Au début, il est tout de même peu évident de détecter un acte de vampirisme. Chez les personnes amoureuses notamment, le vol (ou viol) énergétique peut paraître agréable sur le moment car elles ont le sentiment de vivre une fusion intense avec leur partenaire. En effet, tel le mythique baiser du vampire, l’acte de vampirisation se joue souvent dans la volupté. D’ailleurs les personnes vampirisées se sentent utiles et se donnent bien volontiers à l’agresseur sans opposer de résistance car leur vie va enfin pouvoir devenir intense et excitante, ce qui est dans un premier temps assez réjouissant. Si le vampire est un proche auquel on est attaché, il est plutôt difficile de dénoncer ses agissements car on va vouloir éviter les discussions, les heurts ou une rupture définitive.

La victime idéale du prédateur énergétique

La victime idéale du prédateur énergétique est généralement naïve, généreuse, entière, très sensible, empathique, profonde, riche intérieurement, peu confiante en elle et dépendante affective. Charmée par son bourreau, elle va rapidement se dévouer largement à sa personne et lui donner sans compter. Son aptitude à la dépendance affective et son manque caractérisé de confiance en elle vont lui être fatales puisqu’il lui sera très difficile de reconnaître – ou en tous cas d’écouter – les premiers signaux d’alarmes. Elle ne saura pas imposer de limites à temps et se laissera avoir par les diverses stratégies pour la vampiriser. Assez rapidement elle se sentira déstabilisée, éprouvée, fatiguée. Sans s’en rendre compte, elle commencera à puiser dangereusement dans ses réserves d’énergie car elle aura été progressivement vidée de sa sève vitale. Sa personnalité va progressivement changer, à mesure que celle-ci va se dévitaliser. Bientôt, le cortège classique des troubles psychosomatiques bien connu fera son apparition: épuisement, douleurs de dos, articulations douloureuses, maux de tête et migraines, crises d’abattement, réactions cutanées (boutons, herpès, aphtes, psoriasis…), pleurs et mélancolie tenace, symptômes de manque et de dépendance, excitation anormale, insomnies à répétition, état dépressif…

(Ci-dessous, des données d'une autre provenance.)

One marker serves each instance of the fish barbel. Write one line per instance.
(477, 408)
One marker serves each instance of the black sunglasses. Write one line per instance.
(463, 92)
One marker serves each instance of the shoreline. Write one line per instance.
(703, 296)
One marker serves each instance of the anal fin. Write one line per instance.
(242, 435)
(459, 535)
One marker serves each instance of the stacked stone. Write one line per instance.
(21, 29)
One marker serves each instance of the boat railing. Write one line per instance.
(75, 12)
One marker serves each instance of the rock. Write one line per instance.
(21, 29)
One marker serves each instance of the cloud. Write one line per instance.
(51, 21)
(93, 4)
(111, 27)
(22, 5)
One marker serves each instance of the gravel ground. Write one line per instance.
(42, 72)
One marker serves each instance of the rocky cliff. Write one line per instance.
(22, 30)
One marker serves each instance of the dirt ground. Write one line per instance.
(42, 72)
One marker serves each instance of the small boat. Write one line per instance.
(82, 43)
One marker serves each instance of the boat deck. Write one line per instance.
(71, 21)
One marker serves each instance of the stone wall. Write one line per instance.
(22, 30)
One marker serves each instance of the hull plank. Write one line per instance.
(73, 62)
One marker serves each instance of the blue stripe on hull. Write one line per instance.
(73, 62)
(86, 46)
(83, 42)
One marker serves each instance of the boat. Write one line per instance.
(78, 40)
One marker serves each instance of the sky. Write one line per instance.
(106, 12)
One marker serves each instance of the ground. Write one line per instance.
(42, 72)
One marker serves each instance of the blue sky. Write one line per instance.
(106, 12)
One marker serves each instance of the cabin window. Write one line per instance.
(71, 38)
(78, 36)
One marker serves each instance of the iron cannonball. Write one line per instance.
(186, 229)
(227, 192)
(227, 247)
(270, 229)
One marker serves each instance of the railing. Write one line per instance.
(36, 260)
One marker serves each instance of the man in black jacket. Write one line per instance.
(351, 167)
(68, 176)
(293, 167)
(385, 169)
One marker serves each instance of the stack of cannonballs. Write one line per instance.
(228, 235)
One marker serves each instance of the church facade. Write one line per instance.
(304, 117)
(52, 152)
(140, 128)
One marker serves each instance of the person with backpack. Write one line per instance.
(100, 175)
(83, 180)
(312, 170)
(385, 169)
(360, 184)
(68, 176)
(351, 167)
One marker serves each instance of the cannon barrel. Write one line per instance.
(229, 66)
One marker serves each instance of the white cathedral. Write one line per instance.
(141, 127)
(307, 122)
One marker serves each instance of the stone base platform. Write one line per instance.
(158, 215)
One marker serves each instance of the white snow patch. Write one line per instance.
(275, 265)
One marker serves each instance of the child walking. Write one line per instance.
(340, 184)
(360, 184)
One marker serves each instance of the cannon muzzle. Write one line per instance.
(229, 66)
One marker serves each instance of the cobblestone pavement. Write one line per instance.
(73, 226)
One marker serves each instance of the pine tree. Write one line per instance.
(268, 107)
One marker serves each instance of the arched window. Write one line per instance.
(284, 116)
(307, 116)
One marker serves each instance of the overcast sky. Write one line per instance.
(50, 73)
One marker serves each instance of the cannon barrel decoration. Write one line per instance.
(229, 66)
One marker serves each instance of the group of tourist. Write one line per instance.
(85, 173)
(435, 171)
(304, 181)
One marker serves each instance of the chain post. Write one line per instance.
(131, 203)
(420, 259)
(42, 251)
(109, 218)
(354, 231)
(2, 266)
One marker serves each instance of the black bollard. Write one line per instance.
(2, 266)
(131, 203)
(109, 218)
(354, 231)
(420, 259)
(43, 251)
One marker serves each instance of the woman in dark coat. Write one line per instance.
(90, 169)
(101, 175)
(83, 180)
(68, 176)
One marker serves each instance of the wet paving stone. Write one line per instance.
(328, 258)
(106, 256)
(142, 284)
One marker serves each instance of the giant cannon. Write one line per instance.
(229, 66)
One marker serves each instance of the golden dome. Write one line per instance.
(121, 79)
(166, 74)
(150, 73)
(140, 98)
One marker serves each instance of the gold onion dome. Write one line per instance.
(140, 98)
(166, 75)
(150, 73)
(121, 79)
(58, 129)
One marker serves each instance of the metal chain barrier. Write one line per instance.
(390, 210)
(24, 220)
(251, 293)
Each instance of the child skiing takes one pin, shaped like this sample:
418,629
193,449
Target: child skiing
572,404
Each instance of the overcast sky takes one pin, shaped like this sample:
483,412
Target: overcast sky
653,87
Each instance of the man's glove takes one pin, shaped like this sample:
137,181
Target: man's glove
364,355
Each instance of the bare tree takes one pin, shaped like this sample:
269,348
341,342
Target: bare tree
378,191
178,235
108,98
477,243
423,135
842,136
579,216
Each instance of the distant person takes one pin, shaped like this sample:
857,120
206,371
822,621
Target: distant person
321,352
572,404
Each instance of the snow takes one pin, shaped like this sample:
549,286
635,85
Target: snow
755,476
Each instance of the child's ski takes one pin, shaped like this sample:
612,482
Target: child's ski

Que faire pour se protéger ?

Il ne s’agit nullement de sombrer dans la parano mais d’être conscient que les échanges énergétiques entre individus sont constants. Apprenez à les observer, chez vous comme chez les autres, soyez plus attentif aux courants d’énergie qui vous traversent ou que vous provoquez chez les autres et au type de personnes qui vous convoite. La meilleure façon de reconnaître un acte de vampirisme est d’écouter notre propre ressenti et de développer notre sens instinctif.

Alors, lorsque quelqu’un vous fait éprouver un sentiment de lassitude systématique et vous fait dire « qu’il vous pompe l’air », dites-vous bien qu’il y a de grandes chances pour qu’il s’agisse d’un vampire énergétique. Lorsque vous vous sentez agressé/e ou épuisé/e au sortir d’une rencontre, il est indispensable de prendre du recul – au moins 1 semaine – en coupant tout contact avec l’agresseur pour constater les dégâts et comprendre à qui vous avez vraiment à faire.

Cependant, vous l’aurez compris: si vous avez une tendance saint-bernard, il vous faut aussi apprendre à vous méfier de vous!